Verse 9. The children of Ephraim, being armed, and carrying bows, turned back in the day of battle. Well equipped and furnished with the best weapons of the times, the leading tribe failed in faith and courage and retreated before the foe. There were several particular instances of this, but probably the psalmist refers to the general failure of Ephraim to lead the tribes to the conquest of Canaan. How often have we also, although supplied with every gracious weapon, failed to wage successful war against our sins, we have marched onward gallantly enough till the testing hour has come, and then "in the day of battle "we have proved false to good resolutions and holy obligations. How altogether vain is unregenerate man! Array him in the best that nature and grace can supply, he still remains a helpless coward in the holy war, so long as he lacks a loyal faith in his God.



Verse 8-9. See Psalms on "Psalms 78:8" for further information.

Verse 9. The children of Ephraim, being armed, etc. "When ye had girded on every man is weapons of war, ye were ready to go up into the hill. And the Lord said unto me, Say unto them, Go not up, neither fight; for I am not among you; lest ye be smitten before your enemies. So I spake unto you; and ye would not hear, but rebelled against the commandment of the Lord, and went presumptuously up into the hill. And the Amorites, which dwelt in that mountain, came out against you, and chased you, as bees do, and destroyed you in Seir, even unto Hormah." Deuteronomy 1:41-44 .

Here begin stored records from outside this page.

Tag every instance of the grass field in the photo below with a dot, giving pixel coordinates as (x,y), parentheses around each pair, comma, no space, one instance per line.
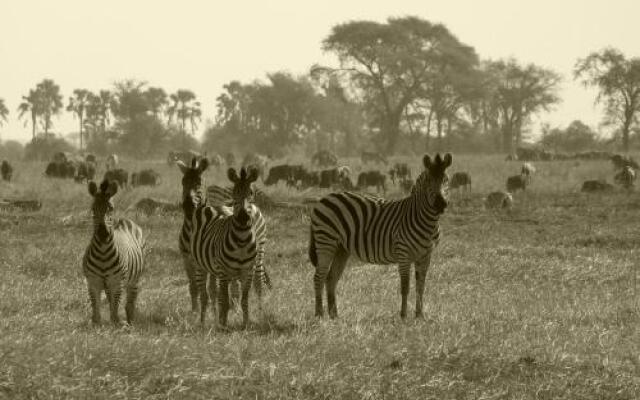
(540,302)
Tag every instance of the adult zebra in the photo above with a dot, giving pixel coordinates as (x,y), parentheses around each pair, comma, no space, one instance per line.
(196,236)
(379,231)
(114,257)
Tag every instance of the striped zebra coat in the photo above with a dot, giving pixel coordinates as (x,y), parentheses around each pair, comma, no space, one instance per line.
(379,231)
(114,259)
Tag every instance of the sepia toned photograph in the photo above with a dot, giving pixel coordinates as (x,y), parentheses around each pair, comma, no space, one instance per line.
(409,199)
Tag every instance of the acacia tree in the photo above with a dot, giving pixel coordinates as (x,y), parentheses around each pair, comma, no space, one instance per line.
(78,105)
(520,92)
(50,102)
(31,106)
(390,62)
(618,81)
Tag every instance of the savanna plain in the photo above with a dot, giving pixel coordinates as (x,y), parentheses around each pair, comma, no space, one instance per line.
(537,302)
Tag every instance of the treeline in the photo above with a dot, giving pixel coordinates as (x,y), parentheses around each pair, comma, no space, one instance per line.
(403,86)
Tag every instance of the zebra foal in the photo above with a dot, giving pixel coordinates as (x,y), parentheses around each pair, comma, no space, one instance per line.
(379,231)
(114,258)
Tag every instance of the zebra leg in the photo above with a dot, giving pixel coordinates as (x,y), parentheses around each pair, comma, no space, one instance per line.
(114,291)
(223,301)
(422,266)
(94,299)
(325,259)
(130,306)
(245,279)
(404,270)
(191,271)
(335,273)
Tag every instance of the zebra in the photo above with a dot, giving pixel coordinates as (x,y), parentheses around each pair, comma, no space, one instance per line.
(379,231)
(115,256)
(192,182)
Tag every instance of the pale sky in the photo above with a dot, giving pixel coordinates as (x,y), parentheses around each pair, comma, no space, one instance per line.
(201,45)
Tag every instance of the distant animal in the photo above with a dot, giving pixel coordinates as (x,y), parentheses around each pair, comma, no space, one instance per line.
(257,161)
(400,171)
(118,175)
(379,231)
(516,182)
(146,177)
(528,170)
(6,170)
(371,178)
(227,243)
(619,162)
(460,179)
(150,206)
(593,186)
(114,259)
(368,156)
(111,162)
(499,200)
(86,171)
(324,158)
(185,156)
(625,178)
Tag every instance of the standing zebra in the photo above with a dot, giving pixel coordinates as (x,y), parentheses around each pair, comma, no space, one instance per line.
(203,247)
(114,258)
(379,231)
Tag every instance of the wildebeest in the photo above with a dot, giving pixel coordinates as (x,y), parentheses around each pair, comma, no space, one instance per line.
(324,158)
(118,175)
(516,182)
(372,178)
(369,156)
(400,171)
(86,171)
(111,162)
(460,179)
(65,169)
(626,177)
(592,186)
(6,170)
(619,162)
(146,177)
(498,200)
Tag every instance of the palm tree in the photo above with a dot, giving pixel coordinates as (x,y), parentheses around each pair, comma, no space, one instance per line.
(30,105)
(50,100)
(4,112)
(78,106)
(183,101)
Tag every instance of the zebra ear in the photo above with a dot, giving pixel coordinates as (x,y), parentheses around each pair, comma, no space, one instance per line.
(183,167)
(448,159)
(426,160)
(93,188)
(232,175)
(204,164)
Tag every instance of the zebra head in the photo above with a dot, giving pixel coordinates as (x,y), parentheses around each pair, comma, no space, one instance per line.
(435,183)
(102,207)
(242,193)
(192,183)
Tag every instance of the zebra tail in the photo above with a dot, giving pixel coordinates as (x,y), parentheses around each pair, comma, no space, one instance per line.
(313,256)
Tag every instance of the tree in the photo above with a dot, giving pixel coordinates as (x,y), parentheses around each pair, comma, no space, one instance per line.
(50,102)
(4,112)
(78,105)
(391,62)
(518,94)
(618,81)
(30,105)
(183,107)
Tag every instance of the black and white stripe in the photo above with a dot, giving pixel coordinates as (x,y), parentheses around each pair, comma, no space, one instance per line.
(114,258)
(379,231)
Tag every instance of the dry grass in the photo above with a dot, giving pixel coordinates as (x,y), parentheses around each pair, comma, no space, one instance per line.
(537,303)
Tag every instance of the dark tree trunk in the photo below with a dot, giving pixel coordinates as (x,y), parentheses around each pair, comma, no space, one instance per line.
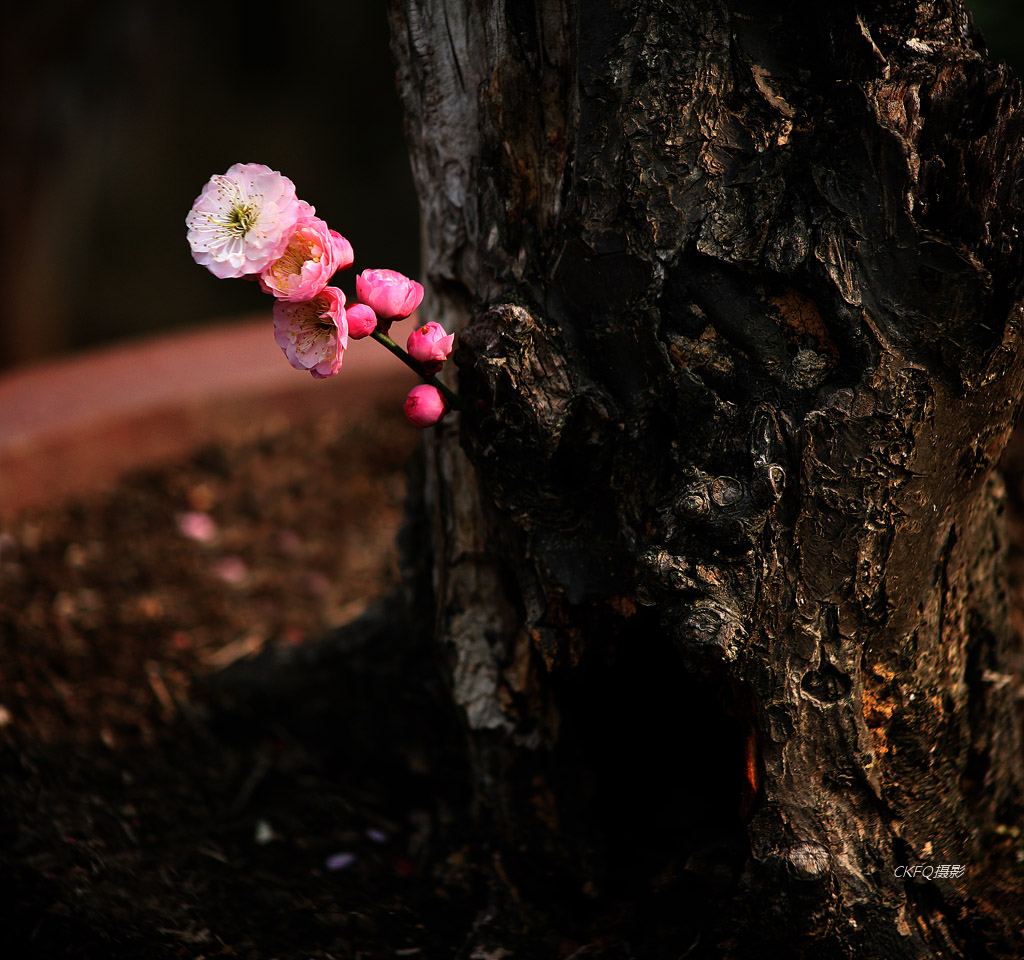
(719,566)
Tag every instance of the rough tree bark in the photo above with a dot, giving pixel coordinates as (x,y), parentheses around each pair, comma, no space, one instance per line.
(718,565)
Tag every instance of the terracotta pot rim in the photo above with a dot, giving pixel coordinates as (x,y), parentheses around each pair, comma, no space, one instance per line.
(74,425)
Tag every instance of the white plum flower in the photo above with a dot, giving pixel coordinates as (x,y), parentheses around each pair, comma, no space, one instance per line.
(243,220)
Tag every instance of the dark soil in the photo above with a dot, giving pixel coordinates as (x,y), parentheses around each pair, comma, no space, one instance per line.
(195,761)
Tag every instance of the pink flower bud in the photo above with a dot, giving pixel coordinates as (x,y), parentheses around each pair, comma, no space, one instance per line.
(389,294)
(361,320)
(425,405)
(430,346)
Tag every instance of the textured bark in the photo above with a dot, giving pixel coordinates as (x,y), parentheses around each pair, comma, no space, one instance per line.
(719,566)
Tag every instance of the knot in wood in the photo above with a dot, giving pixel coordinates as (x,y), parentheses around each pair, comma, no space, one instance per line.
(726,490)
(692,506)
(808,861)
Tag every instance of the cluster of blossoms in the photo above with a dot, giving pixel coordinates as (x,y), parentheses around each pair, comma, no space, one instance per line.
(249,222)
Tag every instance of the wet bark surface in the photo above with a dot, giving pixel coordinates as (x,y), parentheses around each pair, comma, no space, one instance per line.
(719,561)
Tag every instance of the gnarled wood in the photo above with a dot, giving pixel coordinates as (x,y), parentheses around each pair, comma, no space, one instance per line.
(720,567)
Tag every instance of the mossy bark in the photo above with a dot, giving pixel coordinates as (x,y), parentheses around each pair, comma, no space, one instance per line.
(719,564)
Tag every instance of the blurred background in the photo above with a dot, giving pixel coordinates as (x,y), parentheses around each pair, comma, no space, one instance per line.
(116,114)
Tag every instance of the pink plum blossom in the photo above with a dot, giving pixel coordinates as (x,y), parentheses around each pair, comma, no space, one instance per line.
(430,345)
(391,295)
(425,405)
(243,220)
(312,333)
(361,320)
(314,253)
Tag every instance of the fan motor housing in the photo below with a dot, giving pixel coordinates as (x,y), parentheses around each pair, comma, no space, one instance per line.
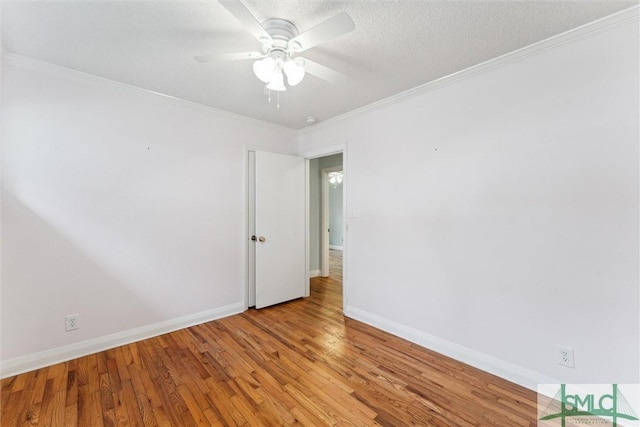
(281,31)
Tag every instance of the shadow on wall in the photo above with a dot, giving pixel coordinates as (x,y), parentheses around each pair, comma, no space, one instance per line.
(46,276)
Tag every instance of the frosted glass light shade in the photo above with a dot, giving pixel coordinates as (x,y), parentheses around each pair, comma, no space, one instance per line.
(294,71)
(264,69)
(277,82)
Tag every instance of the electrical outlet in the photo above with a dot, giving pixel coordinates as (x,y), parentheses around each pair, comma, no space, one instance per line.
(71,322)
(565,356)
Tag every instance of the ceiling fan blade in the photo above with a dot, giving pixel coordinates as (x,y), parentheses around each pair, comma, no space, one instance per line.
(325,73)
(328,30)
(229,56)
(246,18)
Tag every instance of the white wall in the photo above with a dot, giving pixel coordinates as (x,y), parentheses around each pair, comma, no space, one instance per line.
(122,206)
(497,216)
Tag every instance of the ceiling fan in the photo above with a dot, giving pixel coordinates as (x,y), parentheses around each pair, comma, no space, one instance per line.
(281,43)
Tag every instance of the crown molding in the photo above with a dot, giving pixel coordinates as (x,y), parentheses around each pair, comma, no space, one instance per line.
(584,31)
(33,64)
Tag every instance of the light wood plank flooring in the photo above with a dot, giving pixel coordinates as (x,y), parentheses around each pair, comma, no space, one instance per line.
(300,363)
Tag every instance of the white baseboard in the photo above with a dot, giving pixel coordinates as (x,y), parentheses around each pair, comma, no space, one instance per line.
(490,364)
(41,359)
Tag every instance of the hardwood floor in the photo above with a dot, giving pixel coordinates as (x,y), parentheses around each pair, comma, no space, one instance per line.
(300,362)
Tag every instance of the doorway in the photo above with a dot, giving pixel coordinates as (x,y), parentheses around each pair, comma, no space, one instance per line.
(326,216)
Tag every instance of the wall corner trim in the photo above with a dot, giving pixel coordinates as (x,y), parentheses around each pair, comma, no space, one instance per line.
(50,357)
(490,364)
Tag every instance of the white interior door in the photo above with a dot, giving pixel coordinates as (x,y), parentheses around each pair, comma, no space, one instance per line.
(280,228)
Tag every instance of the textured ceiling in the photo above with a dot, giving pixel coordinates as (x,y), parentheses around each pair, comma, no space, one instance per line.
(397,45)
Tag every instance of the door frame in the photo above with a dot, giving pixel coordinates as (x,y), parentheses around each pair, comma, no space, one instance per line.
(324,218)
(323,152)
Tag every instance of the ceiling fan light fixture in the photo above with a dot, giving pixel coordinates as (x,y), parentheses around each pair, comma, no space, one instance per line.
(264,69)
(294,70)
(277,82)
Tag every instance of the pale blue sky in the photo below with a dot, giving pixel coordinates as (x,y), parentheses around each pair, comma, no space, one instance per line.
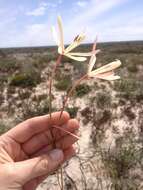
(28,22)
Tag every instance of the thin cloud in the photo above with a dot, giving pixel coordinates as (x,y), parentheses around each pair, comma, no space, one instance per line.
(81,3)
(40,11)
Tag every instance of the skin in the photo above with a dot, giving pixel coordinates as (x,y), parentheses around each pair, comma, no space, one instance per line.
(30,152)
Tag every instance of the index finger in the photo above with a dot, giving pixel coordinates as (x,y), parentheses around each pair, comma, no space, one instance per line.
(25,130)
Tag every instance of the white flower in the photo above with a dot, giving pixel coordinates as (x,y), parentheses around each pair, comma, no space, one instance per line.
(105,72)
(76,42)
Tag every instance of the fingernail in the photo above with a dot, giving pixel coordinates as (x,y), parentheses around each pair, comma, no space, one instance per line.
(57,155)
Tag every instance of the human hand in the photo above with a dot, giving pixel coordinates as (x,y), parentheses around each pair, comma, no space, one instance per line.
(27,155)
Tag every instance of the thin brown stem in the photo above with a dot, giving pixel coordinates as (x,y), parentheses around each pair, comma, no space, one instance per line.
(50,92)
(51,83)
(71,91)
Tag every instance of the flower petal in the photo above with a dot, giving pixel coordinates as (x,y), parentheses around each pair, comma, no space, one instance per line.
(106,68)
(75,43)
(110,78)
(85,54)
(55,36)
(91,64)
(61,33)
(76,58)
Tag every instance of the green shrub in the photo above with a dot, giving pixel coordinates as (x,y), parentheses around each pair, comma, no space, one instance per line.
(129,89)
(82,90)
(72,111)
(103,100)
(64,83)
(3,127)
(30,108)
(25,79)
(8,65)
(132,68)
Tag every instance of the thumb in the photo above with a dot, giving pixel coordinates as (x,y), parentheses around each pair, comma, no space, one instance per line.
(38,166)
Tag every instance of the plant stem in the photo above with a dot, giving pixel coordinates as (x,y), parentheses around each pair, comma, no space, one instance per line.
(71,91)
(51,83)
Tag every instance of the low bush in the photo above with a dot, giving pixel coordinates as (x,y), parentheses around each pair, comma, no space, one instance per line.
(25,79)
(72,111)
(64,83)
(103,100)
(82,90)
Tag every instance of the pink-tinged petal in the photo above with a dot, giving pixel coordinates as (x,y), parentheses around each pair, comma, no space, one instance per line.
(61,34)
(91,64)
(110,78)
(88,54)
(106,68)
(77,41)
(55,36)
(60,51)
(76,58)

Verse 9. Many person suppose the passage to refer to the event recorded in 1 Chronicles 7:21-22 , where are mentioned the sons of Ephraim, "whom the men of Gath that were born in the land slew, because they came down to take away their cattle. And Ephraim their father mourned many days, and his brethren came to comfort him." The manner of the relation shows that the slaughter must have been great; and this flight and defeat, and their not acknowledging their dependence upon God, it is supposed the psalmist has in view in this place. But the objection to this interpretation is, that the event referred to in the book of Chronicles, evidently occurred at a time anterior to that of the Israelitish exodus from Egypt; whilst Psalms 78:11 speaks of these same Ephraimites being forgetful of God's doings and wonderful works which he did at the time of their exit from Egypt. It is, therefore, more probable that ~yrka ygk may designate the Israelitish people generally, which Mendelssohn thinks to be the case. He observes that "the meaning of the noun Ephraim was that of a general term for Israel before the reigning of the house of David, because that Joshua the son of Nun, the first judge, was of this tribe; also because the territory assigned to this tribe was in the region of Shiloh: and it is possible that because of the reputation of this tribe in those days, all those who were in high esteem were also called Ephraimites." He might have added another and stronger reason than any of the preceding for this application of the term to Israel, and it is, that Jeroboam, who may be regarded as the founder of the Israelitish monarchy, is said, in 1 Kings 11:26 , to have been a descendant of Ephraim. The war alluded to may have been one of those which were waged between the ten tribes and the people of Judah. George Phillips.



Verse 9. Who were they? What had they? What did they? When did they do it?

Verse 9,67. The backsliding of prominent believers.

  1. The Lord's soldiers: who they were; belonging to
    God's chosen people; were distinguished by grace.
    Genesis 48:17-20 . Strong by God's blessing.
    Deuteronomy 33:17 . Honourable place among their brethren.
    Favoured with the tabernacle at Shiloh -- Psalms 78:60.
  2. Their equipment: armour defensive and offensive; like
    that of others who triumphed.
  3. Their behaviour in battle: to turn back was
    traitorous, cowardly, dangerous, disastrous,
  4. Their punishment -- Psalms 78:57 . Deprived of
    their special honour. Revelation 3:11 . C. D.